Spiny Looper – Phigalia titea (Cramer): No photo available; The populations of this spanworm apparently cycle in forest stands, similar to other forest caterpillar pests, where it is typical to have several years of very low populations, followed by one or two years of extremely high populations that subsequently crash due to external factors such as viruses, fungi, lack of food, predators and parasitoids, etc. It was reported on one Maine cranberry site in 2006, where numbers were described as quite high in distinct portions (patches) of the bed—highly characteristic of this spanworm—and left the infested area looking brown and burned. The larvae feed on the leaves of new growth. Some larvae nip the stem of new shoots, which then fall over. Its seasonal history has not been studied on cranberry. Over the last several years, though, it has become a significant problem for many Massachusetts growers so we may be learning more about this spanworm in the future. [See also pages 31-32 of Cranberry Insects of the Northeast by A.L. Averill & M.M. Sylvia (1998)]


A spanworm that is possibly one called a Big Cranberry Spanworm on a person's hand
A spanworm that is possibly one called a Big Cranberry Spanworm

Big cranberry spanworm — Eutrapela clemataria (J.E. Smith): Though only a few of these have been seen on Maine beds per season, they can be extremely destructive in small patches of a bed, resulting in fairly circular areas of damaged vines. They prefer to sever the flower buds and blossoms. Larvae appear in late June in Maine. They are dark brown with bumps across their back, are masters of camouflage (look just like a twig), and grow to 2.5″ in size. Spot-treating is usually the best approach if any site in Maine should ever discover a problem with this particular spanworm.

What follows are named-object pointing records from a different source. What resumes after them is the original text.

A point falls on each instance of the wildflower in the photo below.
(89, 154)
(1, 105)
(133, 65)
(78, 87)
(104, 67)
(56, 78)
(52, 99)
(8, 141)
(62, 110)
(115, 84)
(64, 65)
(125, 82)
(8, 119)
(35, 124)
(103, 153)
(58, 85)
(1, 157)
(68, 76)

Photo of an Isturgia/Epelis moth
Isturgia/Epelis truncataria (Walker)

Isturgia/Epelis truncataria (Walker) [identified by Richard Dearborn–former Maine Forest Service Survey Entomologist]: No caterpillar picture available; This spanworm, in the adult stage shown here, is a rather rare, day-flying (diurnal) moth. It is present in the adult stage from May to July and its preferred larval host plant is Bearberry (Arctostaphylos uva-ursi), but it can probably survive on cranberry as well.  The moth is found in peat or sphagnum bogs (such as cranberry bogs).  The eggs are laid singly on the underside of leaves of the bearberry plant.  (Perhaps they are also laid on cranberry leaves, but that is impossible to say at this point), but from some general information on this spanworm that was found in the Guide to the Geometridae of Canada (Lepidoptera), it is reportedly found in Newfoundland and Labrador, and north to Alaska and south to New Jersey in the east and Colorado and Arizona in the west.  Some other regions mentioned in Canada where it is found include Nova Scotia, southern Ontario, southern Manitoba, Laurentide Park in Quebec, and in the mountainous areas of southern Alberta and British Columbia.


Control: For specific and current control recommendations for Maine, please refer to the Maine Cranberry Pest Management Guide. Look for the ‘Spanworms’ section in the Insects portion of the guide.